A warming climate is not the only reason for—or even the most pressing cause of—depressed birth rates. Generally, millennials face a future of greater economic insecurity, poorer living conditions, and fewer opportunities than the baby boomers experienced. In virtually every high-income country, surveys show that the vast majority of parents—80 percent in Japan and over 70 percent in the US—are pessimistic about the financial future of their offspring, notes Pew. Young people have similar sentiments, including in the United States, Britain, Japan, and Korea.
Compared with their parents, young people today are more likely to have a future with no substantial assets or property. A Deloitte study projects that millennials (born 1981–1996) in the United States will hold barely 16 percent of the nation’s wealth in 2030, when they will be by far the largest adult generation. By then, the preceding generation (Gen X) born between 1965 and 1980 will hold 31 percent, while boomers, entering their 80s and 90s, will still control 45 percent.

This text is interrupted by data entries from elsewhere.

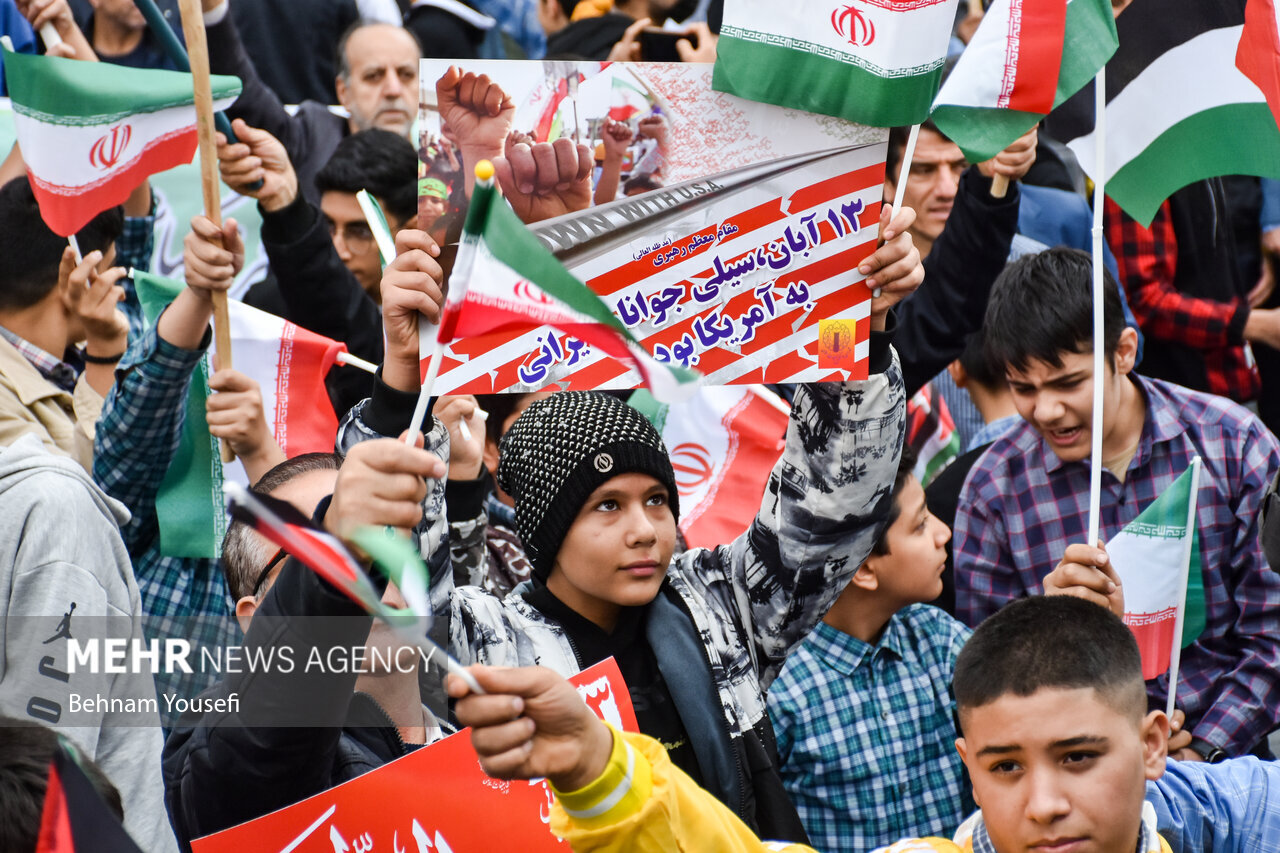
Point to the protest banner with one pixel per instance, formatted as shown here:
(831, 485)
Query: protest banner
(743, 261)
(437, 796)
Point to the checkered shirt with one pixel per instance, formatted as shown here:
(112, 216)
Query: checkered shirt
(137, 436)
(865, 733)
(1147, 259)
(1022, 506)
(55, 370)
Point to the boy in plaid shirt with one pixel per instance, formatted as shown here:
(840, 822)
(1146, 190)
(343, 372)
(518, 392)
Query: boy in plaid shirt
(863, 710)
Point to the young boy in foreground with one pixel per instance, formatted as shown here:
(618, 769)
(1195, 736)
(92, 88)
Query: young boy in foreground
(863, 710)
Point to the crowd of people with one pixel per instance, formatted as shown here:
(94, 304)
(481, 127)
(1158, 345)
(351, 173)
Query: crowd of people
(891, 656)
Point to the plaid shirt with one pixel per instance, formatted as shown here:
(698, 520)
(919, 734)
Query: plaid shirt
(1022, 506)
(1147, 259)
(865, 733)
(58, 372)
(141, 425)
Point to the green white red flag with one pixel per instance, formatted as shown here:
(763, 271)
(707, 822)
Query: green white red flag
(1179, 106)
(1025, 58)
(506, 279)
(289, 365)
(873, 62)
(723, 443)
(91, 132)
(1159, 562)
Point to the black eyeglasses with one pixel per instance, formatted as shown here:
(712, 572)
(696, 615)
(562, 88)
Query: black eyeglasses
(266, 570)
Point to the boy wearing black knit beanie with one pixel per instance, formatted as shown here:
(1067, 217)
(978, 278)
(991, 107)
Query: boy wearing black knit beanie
(699, 638)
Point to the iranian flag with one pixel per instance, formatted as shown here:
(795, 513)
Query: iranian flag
(872, 62)
(1179, 106)
(1159, 561)
(289, 365)
(1027, 58)
(723, 443)
(506, 279)
(91, 132)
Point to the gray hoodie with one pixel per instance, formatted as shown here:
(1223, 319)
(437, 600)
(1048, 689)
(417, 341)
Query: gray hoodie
(65, 574)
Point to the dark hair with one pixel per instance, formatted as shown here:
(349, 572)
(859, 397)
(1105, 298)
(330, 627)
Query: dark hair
(1051, 642)
(32, 252)
(339, 56)
(905, 468)
(978, 366)
(376, 160)
(897, 146)
(1042, 306)
(26, 751)
(243, 553)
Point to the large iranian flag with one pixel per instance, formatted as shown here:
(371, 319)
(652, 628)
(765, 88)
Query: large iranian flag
(289, 364)
(873, 62)
(1179, 108)
(723, 443)
(91, 132)
(1159, 561)
(504, 278)
(1027, 58)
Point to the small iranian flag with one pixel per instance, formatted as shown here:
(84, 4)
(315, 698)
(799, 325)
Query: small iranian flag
(873, 62)
(1027, 58)
(91, 132)
(1182, 105)
(504, 279)
(1159, 562)
(723, 443)
(289, 365)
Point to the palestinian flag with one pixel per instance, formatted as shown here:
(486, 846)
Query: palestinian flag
(76, 819)
(723, 443)
(1159, 562)
(289, 365)
(1179, 109)
(1027, 58)
(91, 132)
(325, 555)
(873, 62)
(504, 279)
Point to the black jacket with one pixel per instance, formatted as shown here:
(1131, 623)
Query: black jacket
(967, 258)
(296, 734)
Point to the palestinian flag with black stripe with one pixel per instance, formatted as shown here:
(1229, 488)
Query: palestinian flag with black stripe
(1179, 108)
(76, 819)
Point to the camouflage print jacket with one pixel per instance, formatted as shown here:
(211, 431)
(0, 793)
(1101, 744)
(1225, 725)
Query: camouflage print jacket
(746, 603)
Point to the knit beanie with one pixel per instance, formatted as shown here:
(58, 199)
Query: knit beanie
(561, 450)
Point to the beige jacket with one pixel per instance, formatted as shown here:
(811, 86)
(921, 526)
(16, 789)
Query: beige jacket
(31, 404)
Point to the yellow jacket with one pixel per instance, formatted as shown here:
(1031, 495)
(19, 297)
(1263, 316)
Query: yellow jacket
(31, 404)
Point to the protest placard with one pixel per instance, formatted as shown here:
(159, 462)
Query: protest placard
(731, 247)
(438, 797)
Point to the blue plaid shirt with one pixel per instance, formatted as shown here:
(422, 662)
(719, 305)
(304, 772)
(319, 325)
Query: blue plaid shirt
(137, 436)
(865, 733)
(1022, 506)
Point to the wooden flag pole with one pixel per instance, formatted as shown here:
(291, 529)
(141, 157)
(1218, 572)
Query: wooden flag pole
(1100, 178)
(197, 51)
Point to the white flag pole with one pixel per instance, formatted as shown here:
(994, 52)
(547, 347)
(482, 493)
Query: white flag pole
(903, 172)
(1175, 653)
(1100, 110)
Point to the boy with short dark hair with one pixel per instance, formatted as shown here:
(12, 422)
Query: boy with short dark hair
(863, 710)
(1027, 498)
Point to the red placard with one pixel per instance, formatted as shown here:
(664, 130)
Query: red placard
(434, 801)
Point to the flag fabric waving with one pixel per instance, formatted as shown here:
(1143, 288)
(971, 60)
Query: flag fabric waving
(1151, 557)
(289, 365)
(504, 278)
(723, 443)
(1025, 58)
(873, 62)
(1179, 108)
(74, 817)
(91, 132)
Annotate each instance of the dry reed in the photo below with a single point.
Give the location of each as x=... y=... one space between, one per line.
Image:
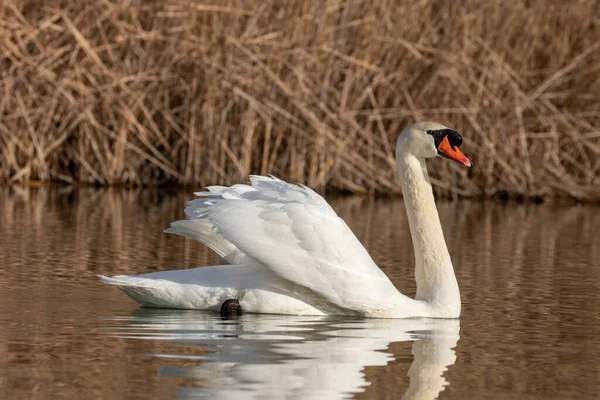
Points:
x=197 y=93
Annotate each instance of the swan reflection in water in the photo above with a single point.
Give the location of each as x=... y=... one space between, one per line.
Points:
x=268 y=356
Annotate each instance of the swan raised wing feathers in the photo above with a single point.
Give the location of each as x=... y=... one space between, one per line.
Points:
x=292 y=231
x=292 y=254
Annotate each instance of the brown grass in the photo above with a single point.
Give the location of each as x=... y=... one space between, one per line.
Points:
x=196 y=93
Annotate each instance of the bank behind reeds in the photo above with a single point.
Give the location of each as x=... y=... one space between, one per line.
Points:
x=199 y=93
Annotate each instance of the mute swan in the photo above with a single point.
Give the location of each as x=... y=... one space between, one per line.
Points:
x=291 y=254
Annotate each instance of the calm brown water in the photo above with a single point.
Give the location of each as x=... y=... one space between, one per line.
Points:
x=529 y=277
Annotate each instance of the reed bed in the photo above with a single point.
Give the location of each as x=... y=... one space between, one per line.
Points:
x=196 y=93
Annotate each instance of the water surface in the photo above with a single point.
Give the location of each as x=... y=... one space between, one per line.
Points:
x=529 y=277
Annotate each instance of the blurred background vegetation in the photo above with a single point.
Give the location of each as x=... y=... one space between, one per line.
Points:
x=197 y=92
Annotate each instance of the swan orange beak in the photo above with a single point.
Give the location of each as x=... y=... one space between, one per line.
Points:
x=445 y=149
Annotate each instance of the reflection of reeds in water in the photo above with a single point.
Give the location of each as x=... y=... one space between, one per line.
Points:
x=184 y=92
x=528 y=277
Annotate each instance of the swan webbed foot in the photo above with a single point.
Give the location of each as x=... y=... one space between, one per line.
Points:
x=231 y=309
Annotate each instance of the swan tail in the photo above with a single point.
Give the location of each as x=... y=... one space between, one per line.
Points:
x=162 y=292
x=203 y=231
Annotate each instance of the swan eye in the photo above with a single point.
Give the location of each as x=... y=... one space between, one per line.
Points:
x=454 y=138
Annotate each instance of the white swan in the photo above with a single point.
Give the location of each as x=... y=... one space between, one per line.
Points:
x=291 y=254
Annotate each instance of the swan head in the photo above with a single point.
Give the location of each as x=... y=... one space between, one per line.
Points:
x=430 y=139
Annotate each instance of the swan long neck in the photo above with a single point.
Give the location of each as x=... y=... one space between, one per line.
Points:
x=434 y=274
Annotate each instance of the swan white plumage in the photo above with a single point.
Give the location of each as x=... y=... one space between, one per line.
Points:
x=289 y=252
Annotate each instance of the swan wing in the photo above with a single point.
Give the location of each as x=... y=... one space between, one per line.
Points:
x=293 y=231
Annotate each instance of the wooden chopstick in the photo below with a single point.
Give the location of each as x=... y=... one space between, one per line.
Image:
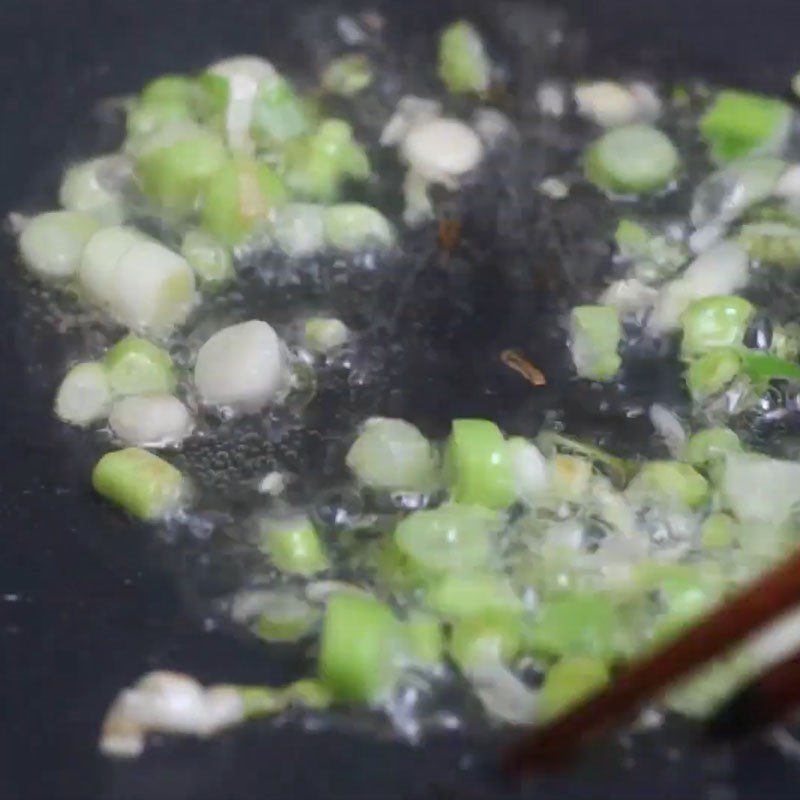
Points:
x=767 y=699
x=766 y=599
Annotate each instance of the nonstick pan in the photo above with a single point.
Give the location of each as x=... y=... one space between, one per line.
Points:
x=89 y=601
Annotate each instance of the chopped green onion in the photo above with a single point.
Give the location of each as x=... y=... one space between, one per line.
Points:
x=712 y=372
x=238 y=197
x=451 y=538
x=570 y=681
x=323 y=334
x=489 y=637
x=360 y=645
x=136 y=366
x=348 y=75
x=457 y=595
x=763 y=367
x=89 y=187
x=143 y=484
x=52 y=244
x=633 y=159
x=173 y=174
x=653 y=255
x=595 y=334
x=577 y=625
x=393 y=454
x=210 y=260
x=671 y=483
x=772 y=243
x=714 y=322
x=353 y=227
x=241 y=366
x=293 y=544
x=298 y=229
x=711 y=445
x=150 y=420
x=464 y=66
x=282 y=617
x=316 y=166
x=739 y=124
x=478 y=463
x=84 y=395
x=279 y=114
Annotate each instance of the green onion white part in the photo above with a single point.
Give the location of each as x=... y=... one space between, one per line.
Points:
x=138 y=281
x=84 y=395
x=137 y=366
x=150 y=420
x=52 y=244
x=299 y=229
x=244 y=76
x=353 y=227
x=94 y=187
x=441 y=150
x=392 y=454
x=241 y=367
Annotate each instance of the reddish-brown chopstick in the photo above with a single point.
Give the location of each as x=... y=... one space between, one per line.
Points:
x=767 y=699
x=766 y=599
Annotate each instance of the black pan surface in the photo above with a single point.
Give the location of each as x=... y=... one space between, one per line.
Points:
x=89 y=601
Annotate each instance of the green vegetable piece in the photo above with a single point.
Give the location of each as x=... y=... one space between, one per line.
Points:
x=595 y=334
x=738 y=124
x=762 y=367
x=163 y=101
x=775 y=243
x=479 y=468
x=361 y=641
x=670 y=483
x=577 y=625
x=136 y=366
x=279 y=114
x=711 y=445
x=293 y=544
x=173 y=174
x=488 y=637
x=237 y=199
x=569 y=682
x=348 y=75
x=316 y=166
x=457 y=595
x=51 y=244
x=654 y=255
x=718 y=531
x=632 y=159
x=210 y=260
x=353 y=227
x=451 y=538
x=712 y=372
x=283 y=617
x=425 y=639
x=392 y=454
x=712 y=322
x=464 y=65
x=323 y=334
x=143 y=484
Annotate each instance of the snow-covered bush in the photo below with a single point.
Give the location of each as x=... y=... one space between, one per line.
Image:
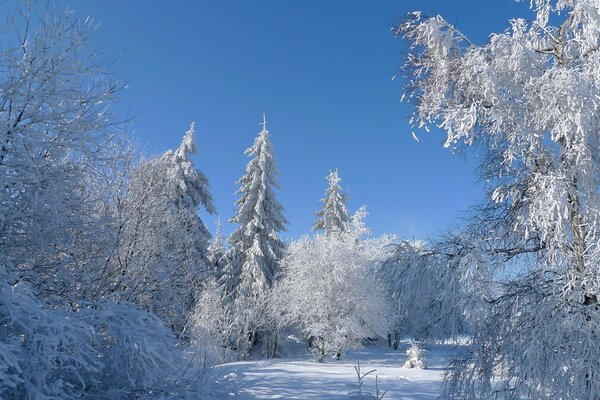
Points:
x=103 y=350
x=330 y=292
x=415 y=357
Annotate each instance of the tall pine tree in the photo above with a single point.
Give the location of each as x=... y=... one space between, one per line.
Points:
x=333 y=217
x=255 y=247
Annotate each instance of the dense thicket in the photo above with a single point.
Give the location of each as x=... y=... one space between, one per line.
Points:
x=528 y=101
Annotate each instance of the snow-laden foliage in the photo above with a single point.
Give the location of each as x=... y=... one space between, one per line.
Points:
x=55 y=138
x=415 y=357
x=162 y=243
x=102 y=350
x=255 y=248
x=426 y=289
x=329 y=289
x=529 y=100
x=216 y=253
x=70 y=205
x=334 y=216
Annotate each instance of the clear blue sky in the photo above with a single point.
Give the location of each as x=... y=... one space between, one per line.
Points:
x=321 y=71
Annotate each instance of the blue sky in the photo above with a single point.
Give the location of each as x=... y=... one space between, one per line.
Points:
x=321 y=71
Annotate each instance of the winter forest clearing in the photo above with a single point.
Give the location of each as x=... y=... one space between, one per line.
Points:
x=305 y=378
x=113 y=286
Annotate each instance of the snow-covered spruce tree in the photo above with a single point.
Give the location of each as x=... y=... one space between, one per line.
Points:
x=330 y=291
x=255 y=247
x=333 y=217
x=162 y=254
x=528 y=100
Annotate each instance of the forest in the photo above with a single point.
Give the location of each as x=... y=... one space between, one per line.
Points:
x=113 y=287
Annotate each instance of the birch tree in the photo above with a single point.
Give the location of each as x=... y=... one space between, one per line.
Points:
x=528 y=102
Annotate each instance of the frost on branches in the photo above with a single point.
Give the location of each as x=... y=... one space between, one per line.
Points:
x=415 y=357
x=333 y=217
x=216 y=252
x=528 y=100
x=329 y=290
x=162 y=254
x=255 y=247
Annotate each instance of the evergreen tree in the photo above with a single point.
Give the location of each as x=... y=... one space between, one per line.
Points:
x=162 y=250
x=255 y=247
x=333 y=217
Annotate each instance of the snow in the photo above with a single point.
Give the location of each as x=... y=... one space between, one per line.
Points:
x=306 y=378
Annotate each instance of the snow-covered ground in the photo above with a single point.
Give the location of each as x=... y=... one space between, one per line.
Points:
x=305 y=378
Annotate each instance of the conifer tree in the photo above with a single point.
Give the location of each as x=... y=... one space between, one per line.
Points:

No surprise then that people bereft of hope avoid marriage and particularly procreation, even among those with somewhat better economic conditions. Most people in the UK, for example, who don’t have children once wanted them. Jody Day, the founder of Gateway Women, a support network for involuntarily childless women, told the Guardian that the primary reasons were not choice or infertility but “a tapestry of systemic issues, like student debts and career focus, meaning that family planning is left too late.”